Der Eintrag ins Genossenschaftsregister am Mittwoch hat die „Hochzeit“ der Münchner Bank mit der Raiffeisenbank Oberschleißheim perfekt gemacht. Die Fusion der beiden genossenschaftlichen Kreditinstitute ist damit rückwirkend zum Jahresanfang 2012 vollzogen. Die technische Fusion beider Häuser wird nun am Wochenende abgeschlossen, ab Montag arbeiten die bisherigen Oberschleißheimer Mitarbeiter dann in der Münchner Zentrale.

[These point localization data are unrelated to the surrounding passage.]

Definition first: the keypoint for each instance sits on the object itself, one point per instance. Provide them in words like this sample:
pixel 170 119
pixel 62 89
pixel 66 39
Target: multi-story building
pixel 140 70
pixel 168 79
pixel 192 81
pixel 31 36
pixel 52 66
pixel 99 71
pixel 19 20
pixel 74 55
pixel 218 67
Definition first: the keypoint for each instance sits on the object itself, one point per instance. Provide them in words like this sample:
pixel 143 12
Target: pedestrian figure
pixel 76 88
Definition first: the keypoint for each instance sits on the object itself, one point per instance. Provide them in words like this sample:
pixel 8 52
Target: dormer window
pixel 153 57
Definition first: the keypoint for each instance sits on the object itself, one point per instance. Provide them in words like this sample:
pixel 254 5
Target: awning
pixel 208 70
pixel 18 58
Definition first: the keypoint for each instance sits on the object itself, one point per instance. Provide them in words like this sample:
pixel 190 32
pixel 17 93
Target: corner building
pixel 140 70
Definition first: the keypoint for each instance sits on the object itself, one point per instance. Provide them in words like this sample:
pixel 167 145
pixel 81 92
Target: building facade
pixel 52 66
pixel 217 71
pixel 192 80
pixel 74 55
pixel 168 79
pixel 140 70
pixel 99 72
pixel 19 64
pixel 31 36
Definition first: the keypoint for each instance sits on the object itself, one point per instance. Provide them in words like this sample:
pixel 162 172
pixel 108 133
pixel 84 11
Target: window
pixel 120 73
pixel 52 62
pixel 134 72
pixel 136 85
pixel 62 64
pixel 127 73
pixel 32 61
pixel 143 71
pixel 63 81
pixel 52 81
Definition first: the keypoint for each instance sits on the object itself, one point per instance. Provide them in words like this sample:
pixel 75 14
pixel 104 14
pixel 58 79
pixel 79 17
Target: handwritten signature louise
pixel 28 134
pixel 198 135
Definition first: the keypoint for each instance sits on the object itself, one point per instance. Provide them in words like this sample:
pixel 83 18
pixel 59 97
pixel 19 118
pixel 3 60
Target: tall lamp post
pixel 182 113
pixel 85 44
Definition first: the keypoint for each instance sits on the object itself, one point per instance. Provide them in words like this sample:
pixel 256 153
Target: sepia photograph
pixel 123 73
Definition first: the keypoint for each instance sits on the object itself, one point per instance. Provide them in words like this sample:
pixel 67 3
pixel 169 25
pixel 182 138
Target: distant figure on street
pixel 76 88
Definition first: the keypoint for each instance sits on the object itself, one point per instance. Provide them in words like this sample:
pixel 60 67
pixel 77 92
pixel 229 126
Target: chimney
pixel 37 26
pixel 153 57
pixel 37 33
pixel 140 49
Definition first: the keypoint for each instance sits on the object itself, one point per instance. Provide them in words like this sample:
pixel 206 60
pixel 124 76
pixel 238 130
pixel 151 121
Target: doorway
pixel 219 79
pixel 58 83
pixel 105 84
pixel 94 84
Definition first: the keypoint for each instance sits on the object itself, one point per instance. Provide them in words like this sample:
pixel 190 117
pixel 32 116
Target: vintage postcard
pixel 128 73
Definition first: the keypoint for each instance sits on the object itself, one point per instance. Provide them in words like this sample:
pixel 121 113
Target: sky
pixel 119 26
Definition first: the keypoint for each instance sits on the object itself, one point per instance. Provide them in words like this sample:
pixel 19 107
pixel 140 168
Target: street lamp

Bereits im Mai hatten die Mitgliedervertreter beider Banken in getrennten Versammlungen der Verschmelzung mit großer Mehrheit jeweils zugestimmt. In den darauffolgenden Monaten folgte Schritt für Schritt die Umsetzung der Fusion. „Der Zusammenschluss mit der Raiffeisenbank Oberschleißheim trägt zur Ausweitung des Marktgebietes der Münchner Bank im Münchner Norden bei“, nennt Vorstandsvorsitzender Peter Heinrich als Hintergründe der Fusion. Alfred Foistner, bisheriger Vorstandsvorsitzender der Raiffeisenbank Oberschleißheim und jetzt Generalbevollmächtigter der Münchner Bank, erwartet „eine Symbiose aus Regionalität und Stärke.“
Die Kunden der Münchner Bank sowie der ehemaligen Raiffeisenbank Oberschleißheim können jetzt die insgesamt 36 Geschäftsstellen beider Häuser in vollem Umfang nutzen. Die Mitarbeiter der ehemaligen Raiffeisenbank Oberschleißheim arbeiten künftig im Forum Bogenhausen, der Zentrale der Münchner Bank.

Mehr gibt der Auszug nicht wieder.